Spanish Baroque architect (1676–1750)

Alberto Churriguera (7 August 1676 – 27 February 1750) was a Spanish Baroque architect, a member of the Churriguera family. He served as master builder of the New Cathedral of Salamanca and began the construction of the Plaza Mayor, Salamanca in 1728. He built two pavilions of the Plaza Mayor, as well as other important works in Madrid and Valladolid.

== Biography ==
He was born on August 7, 1676, in Madrid, on Calle del Oso (Lavapiés neighborhood), son of José Simón de Churriguera, a renowned sculptor and altarpiece maker from Barcelona, and María Ocaña. He was baptized in the parish of Saints Justo and Pastor of Madrid on August 28. His brothers José Benito and Joaquín, both older than him, would also become notable sculptors and architects.

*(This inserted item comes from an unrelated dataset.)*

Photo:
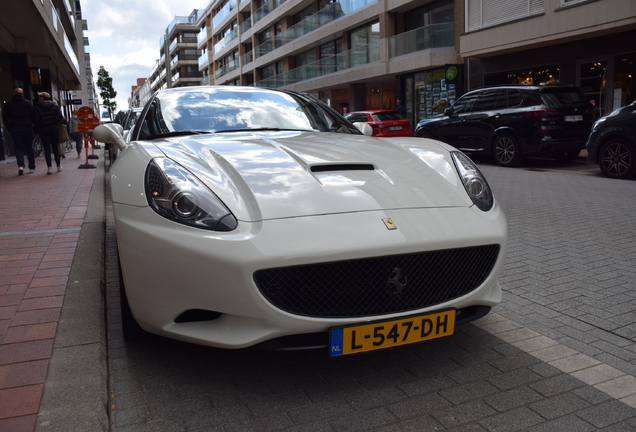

Alberto was orphaned very early, in 1679, when he was about three years old, and learned the craft of architecture with his brother José Benito, helping him in construction work in Nuevo Baztán. In 1692, he accompanied José Benito on his trip to Salamanca to help him build the altarpiece of the church of the Convent of San Esteban. Two years later he was helping José Benito in the works of the College of San Agustín, also in Salamanca. In January 1698, the collaboration between the two brothers was so close that the receipts for their work were signed indistinctly by one or the other. On April 3, 1698, he committed to execute the main altarpiece (and a frame for the altar frontal) of the hermitage of Nuestra Señora de Gracia in Pedrosillo el Ralo, a town located about 14 kilometers from Salamanca, a city in which he was then residing.

On December 13, 1723, lightning struck the bell tower of the Cathedral of Oviedo and its chapter commissioned him along with other architects to review the work. He collaborated on the altarpiece of the Assumption or Transit of Our Lady (1724–1726), in the Cathedral of Plasencia. The Colegio de Calatrava in Salamanca, begun by his brother Joaquín, passed in 1725 to Alberto and the architect Pedro de Gamboa.

In Valladolid, he built the upper body of the facade of the cathedral, a work in which his nephew Manuel de Lara Churriguera assisted. Another of his Valladolid works is the church of Nuestra Señora de la Asunción in Rueda. He also carried out some works in Madrid.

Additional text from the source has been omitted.